Morgan esibisce fin da subito tutto il suo arsenale e ci proietta in un futuro in cui il genere umano ha ormai abbattuto i confini dello spazio, del tempo e anche della morte. Ogni corpo diventa infatti una “custodia” intercambiabile, perché l’essenza digitale di ogni essere viene immagazzinata in una pila corticale che consente il trasferimento ad libidum nei secoli dei secoli amen. Qui preciso la cosa che mi che mi ha fatto ridere fortissimo, perché per tutto il libro ogni volta che scrivevano “custodia” a me veniva in mente il guscio per telecomando Meliconi, vi ricordate? Quello che nella pubblicità facevano rimbalzare tipo pallina da tennis.

Allora ecco che entra in ballo Takeshi Kovacs, condannato a svariati secoli di immagazzinamento (no prigioni qui, ti levano dal corpo e buttano il tuo io-digitale su tipo server farm, che se ti capita di essere in quella di Aruba quando prende fuoco son cazzi tuoi), che viene tirato fuori dalla ghiacciaia da Laurens Bancroft. Laurens Bancroft fa parte dei cosiddetti “Mat”, ovvero un’élite di esseri umani diventati così schifosamente ricchi da potersi permettere clonazioni a go-go del proprio corpo e del proprio “io digitale”, perché come diceva quella famosa pubblicità progresso sull’utilizzo di CTRL+S: “God Saves”.

Kovacs faceva parte pure lui di un’élite, ma di figli di puttana fotonici, programmati per azzerare qualsiasi tipo di reazione chimico/fisico/tattica che non fosse quella di fare la guerra, usare a proprio vantaggio qualsiasi cosa e, in definitiva, andare a combattere in altre custodie le guerre per gli altri. Con grande fantasia questa squadra di boyscout from hell l’han chiamata “Il Corpo”, mentre i vari asceti della viulenza “Spedi” (che finalmente dal libro si capisce perché li chiamino così, perché questi venivano spediti nel proprio io-digitale su altri pianeti per andare a fare danni).

Mi fermo qui, non dirò altro, perché il libro merita esser letto, perché è sostanzialmente molto diverso, rispetto alla serie, sopratutto nelle motivazioni e nella caratterizzazione del protagonista-Kovacs. Il plot è quello di un noir-thriller-giallo davvero ben ordito e orchestrato da Morgan, che nel raccontare le vicende fa anche quella cosa che io apprezzo fortissimo negli autori che scrivono storie fantastiche (nel senso di fantasia): definisce un mondo, un universo verosimile.
Già perché nel libro più volte spuntano dettagli di quelli che sono i colori, i contorni e i confini del grigio mondo-cyberpunk che va a delinearsi, e lo fanno con un’accuratezza notevole, quella precisa e metodica connotazione tipica di chi si è ben immaginato e preparato il terreno su cui stendere il proprio intreccio narrativo.

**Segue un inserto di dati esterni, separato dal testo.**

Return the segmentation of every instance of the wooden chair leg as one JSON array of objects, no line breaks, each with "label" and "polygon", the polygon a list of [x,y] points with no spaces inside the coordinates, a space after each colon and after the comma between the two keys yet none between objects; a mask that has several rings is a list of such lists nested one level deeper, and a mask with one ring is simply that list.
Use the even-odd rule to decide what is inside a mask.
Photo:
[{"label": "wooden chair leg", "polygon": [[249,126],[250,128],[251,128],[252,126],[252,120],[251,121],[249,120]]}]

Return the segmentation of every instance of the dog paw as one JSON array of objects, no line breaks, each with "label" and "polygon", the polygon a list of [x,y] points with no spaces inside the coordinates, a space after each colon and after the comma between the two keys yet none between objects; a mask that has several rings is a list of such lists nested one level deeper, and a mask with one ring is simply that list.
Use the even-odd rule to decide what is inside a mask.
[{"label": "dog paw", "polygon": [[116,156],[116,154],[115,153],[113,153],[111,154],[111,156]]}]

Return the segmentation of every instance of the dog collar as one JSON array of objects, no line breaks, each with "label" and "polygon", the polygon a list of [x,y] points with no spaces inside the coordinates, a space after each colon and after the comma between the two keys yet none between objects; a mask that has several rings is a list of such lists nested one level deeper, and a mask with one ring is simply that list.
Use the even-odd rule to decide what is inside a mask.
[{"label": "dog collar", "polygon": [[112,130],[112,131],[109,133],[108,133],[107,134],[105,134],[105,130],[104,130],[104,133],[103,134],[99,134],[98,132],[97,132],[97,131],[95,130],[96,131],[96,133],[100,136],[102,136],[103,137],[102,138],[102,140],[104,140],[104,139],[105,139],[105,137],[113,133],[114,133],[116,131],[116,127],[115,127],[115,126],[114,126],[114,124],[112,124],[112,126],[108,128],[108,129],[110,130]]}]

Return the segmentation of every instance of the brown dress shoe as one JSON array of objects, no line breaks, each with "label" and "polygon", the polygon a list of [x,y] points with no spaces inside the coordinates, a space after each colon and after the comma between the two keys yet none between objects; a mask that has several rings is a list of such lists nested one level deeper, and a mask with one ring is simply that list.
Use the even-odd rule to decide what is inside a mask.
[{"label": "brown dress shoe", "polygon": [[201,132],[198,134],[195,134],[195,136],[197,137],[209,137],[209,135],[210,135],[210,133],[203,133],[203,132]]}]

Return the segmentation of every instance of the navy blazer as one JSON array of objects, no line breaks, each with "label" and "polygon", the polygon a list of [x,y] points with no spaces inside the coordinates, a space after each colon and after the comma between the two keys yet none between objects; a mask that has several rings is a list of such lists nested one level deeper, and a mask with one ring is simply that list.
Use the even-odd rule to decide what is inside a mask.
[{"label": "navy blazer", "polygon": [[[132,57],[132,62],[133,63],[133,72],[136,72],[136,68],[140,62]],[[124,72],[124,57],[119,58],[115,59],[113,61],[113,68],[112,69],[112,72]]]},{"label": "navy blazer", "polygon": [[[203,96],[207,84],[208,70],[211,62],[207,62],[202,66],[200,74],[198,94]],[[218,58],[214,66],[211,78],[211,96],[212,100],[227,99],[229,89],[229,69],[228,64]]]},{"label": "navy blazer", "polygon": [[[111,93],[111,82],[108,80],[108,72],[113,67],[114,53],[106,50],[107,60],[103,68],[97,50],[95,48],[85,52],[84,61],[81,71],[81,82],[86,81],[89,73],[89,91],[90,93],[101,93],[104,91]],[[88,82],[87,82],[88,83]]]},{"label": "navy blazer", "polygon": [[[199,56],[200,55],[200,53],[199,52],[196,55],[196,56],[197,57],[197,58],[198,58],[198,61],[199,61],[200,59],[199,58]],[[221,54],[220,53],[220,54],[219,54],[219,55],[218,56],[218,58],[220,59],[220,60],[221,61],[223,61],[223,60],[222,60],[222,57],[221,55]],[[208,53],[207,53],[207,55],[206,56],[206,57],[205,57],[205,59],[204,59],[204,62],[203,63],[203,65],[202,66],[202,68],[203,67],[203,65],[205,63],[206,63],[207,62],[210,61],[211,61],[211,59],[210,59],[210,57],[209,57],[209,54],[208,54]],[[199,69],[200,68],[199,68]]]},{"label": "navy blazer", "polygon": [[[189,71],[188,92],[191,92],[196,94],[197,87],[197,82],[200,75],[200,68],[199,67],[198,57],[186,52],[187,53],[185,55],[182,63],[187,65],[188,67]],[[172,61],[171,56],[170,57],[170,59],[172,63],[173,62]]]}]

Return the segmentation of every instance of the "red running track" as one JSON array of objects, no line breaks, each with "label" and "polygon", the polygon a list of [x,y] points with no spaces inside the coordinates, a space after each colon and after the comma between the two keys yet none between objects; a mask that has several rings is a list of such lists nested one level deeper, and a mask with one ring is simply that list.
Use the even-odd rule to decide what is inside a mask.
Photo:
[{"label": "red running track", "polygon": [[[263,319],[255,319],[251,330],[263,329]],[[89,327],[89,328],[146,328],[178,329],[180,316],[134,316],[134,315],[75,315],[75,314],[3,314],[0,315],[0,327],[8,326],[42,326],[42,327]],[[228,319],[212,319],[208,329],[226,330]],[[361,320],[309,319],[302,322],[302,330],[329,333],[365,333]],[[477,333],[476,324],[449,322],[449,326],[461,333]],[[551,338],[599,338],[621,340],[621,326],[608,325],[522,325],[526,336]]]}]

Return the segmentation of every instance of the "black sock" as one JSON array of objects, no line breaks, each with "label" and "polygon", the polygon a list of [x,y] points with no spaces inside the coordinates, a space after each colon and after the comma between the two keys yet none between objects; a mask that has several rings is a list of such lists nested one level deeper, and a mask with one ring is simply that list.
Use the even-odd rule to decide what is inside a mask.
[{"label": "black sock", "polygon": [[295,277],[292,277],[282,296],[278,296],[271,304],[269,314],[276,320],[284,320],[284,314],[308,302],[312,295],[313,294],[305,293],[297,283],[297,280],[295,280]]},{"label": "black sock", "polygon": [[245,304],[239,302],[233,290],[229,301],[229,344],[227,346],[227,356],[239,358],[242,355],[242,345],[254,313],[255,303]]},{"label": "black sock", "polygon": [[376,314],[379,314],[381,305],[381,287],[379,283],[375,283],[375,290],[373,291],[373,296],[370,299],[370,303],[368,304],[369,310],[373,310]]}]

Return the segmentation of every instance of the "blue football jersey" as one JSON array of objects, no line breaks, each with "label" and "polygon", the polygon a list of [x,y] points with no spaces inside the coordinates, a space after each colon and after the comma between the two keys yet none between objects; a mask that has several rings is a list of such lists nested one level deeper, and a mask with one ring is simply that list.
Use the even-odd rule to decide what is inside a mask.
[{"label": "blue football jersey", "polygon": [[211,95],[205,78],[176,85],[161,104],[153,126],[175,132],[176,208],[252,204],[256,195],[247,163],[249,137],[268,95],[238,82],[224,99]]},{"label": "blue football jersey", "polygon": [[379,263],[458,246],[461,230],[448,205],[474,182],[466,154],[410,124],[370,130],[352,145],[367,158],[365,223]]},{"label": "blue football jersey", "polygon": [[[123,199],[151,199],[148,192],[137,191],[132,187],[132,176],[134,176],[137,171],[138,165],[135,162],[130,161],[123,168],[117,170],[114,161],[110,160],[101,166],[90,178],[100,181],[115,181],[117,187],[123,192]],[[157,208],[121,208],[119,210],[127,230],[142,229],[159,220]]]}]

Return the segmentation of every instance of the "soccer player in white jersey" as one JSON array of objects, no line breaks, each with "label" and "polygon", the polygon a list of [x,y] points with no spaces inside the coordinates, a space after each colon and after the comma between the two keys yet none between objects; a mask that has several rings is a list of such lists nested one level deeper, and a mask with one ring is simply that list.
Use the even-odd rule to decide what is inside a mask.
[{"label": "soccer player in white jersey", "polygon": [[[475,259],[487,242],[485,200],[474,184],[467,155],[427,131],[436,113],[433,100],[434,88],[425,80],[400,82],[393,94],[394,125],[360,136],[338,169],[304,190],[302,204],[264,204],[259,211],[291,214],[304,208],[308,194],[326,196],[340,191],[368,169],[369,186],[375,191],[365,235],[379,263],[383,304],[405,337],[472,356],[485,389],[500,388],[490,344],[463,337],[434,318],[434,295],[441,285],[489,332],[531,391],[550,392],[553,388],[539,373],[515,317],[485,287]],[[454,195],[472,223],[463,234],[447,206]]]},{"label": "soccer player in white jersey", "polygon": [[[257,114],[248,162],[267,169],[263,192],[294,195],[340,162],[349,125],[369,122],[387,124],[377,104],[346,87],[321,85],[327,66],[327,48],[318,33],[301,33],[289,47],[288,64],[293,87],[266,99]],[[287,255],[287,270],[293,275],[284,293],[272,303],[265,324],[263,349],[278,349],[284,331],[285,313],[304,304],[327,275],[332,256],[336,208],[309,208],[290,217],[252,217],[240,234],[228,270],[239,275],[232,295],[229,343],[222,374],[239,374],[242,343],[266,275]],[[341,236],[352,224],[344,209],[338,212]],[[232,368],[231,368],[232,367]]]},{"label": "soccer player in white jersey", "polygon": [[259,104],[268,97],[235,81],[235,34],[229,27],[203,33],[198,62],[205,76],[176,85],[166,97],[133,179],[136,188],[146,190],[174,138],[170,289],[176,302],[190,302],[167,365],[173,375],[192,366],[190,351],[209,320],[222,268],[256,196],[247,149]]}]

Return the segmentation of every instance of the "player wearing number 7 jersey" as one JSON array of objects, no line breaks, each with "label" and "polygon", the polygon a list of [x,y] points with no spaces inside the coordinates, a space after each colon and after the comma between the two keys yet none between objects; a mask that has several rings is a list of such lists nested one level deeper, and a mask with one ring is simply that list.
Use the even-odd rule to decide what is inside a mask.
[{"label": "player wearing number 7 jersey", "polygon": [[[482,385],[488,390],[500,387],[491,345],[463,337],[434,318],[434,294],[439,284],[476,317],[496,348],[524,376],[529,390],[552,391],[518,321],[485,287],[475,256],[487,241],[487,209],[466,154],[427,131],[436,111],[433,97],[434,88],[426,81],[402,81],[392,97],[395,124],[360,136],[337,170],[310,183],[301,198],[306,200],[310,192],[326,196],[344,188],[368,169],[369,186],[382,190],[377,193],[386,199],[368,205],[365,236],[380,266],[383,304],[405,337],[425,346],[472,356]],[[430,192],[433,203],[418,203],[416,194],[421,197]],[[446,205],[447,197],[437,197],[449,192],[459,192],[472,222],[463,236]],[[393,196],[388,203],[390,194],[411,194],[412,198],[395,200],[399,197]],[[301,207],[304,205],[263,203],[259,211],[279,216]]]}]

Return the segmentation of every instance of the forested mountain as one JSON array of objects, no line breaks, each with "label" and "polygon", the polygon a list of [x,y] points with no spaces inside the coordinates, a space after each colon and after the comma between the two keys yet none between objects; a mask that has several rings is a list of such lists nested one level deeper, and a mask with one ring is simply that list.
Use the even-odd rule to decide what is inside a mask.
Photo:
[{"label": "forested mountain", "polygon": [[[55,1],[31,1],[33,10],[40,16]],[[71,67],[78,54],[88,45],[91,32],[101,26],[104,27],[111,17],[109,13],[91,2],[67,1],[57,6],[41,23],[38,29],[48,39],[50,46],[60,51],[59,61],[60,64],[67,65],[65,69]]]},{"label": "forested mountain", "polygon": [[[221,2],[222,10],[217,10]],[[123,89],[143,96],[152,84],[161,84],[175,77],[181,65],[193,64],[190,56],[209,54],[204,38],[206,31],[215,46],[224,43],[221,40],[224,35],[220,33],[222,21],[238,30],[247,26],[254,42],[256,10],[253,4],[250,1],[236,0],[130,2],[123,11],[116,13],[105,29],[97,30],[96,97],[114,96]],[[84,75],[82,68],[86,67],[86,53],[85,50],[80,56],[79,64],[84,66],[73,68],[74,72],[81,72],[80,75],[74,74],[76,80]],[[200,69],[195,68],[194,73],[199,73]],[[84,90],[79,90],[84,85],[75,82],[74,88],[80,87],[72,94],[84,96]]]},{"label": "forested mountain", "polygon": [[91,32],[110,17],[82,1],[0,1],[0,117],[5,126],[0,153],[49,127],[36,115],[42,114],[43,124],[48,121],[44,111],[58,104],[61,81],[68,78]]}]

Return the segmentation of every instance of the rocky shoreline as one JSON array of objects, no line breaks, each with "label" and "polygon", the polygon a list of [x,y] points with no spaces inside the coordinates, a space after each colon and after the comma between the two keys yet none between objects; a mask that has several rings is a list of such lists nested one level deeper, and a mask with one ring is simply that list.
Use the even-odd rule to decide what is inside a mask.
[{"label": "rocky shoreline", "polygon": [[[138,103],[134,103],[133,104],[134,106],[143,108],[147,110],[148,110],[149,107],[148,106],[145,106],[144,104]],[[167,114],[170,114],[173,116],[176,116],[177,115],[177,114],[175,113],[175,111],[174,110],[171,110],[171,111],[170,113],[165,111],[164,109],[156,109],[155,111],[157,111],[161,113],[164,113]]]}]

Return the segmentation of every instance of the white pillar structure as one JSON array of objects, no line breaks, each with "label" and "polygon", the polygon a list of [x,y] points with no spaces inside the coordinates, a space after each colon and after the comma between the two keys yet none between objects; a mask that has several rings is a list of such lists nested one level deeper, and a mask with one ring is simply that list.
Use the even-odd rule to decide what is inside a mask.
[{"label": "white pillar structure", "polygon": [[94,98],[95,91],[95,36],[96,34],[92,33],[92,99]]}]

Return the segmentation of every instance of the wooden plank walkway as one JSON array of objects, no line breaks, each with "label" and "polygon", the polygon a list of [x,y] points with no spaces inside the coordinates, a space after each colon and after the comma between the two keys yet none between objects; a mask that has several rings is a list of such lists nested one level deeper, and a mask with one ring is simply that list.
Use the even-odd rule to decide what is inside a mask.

Tanti punti per te quindi Richard K. Morgan, tanti punti quanti me ne tirano sempre dietro i cassieri della Coop. Mi hai convinto ad andare oltre e proseguire con la trilogia dedicata al tuo Kovacs.

E ora chiudiamo con una riflessione ad effetto: perché tutti sti scrittori di fantascienza hanno la “K.” nel loro nome? È importante? C’entra qualcosa? Necessitiamo di andare a rompere le palle ad uno Spedi immagazzinato per scoprirlo? E se sì quale custodia-Meliconi sarà la più indicata per scoprire il mistero?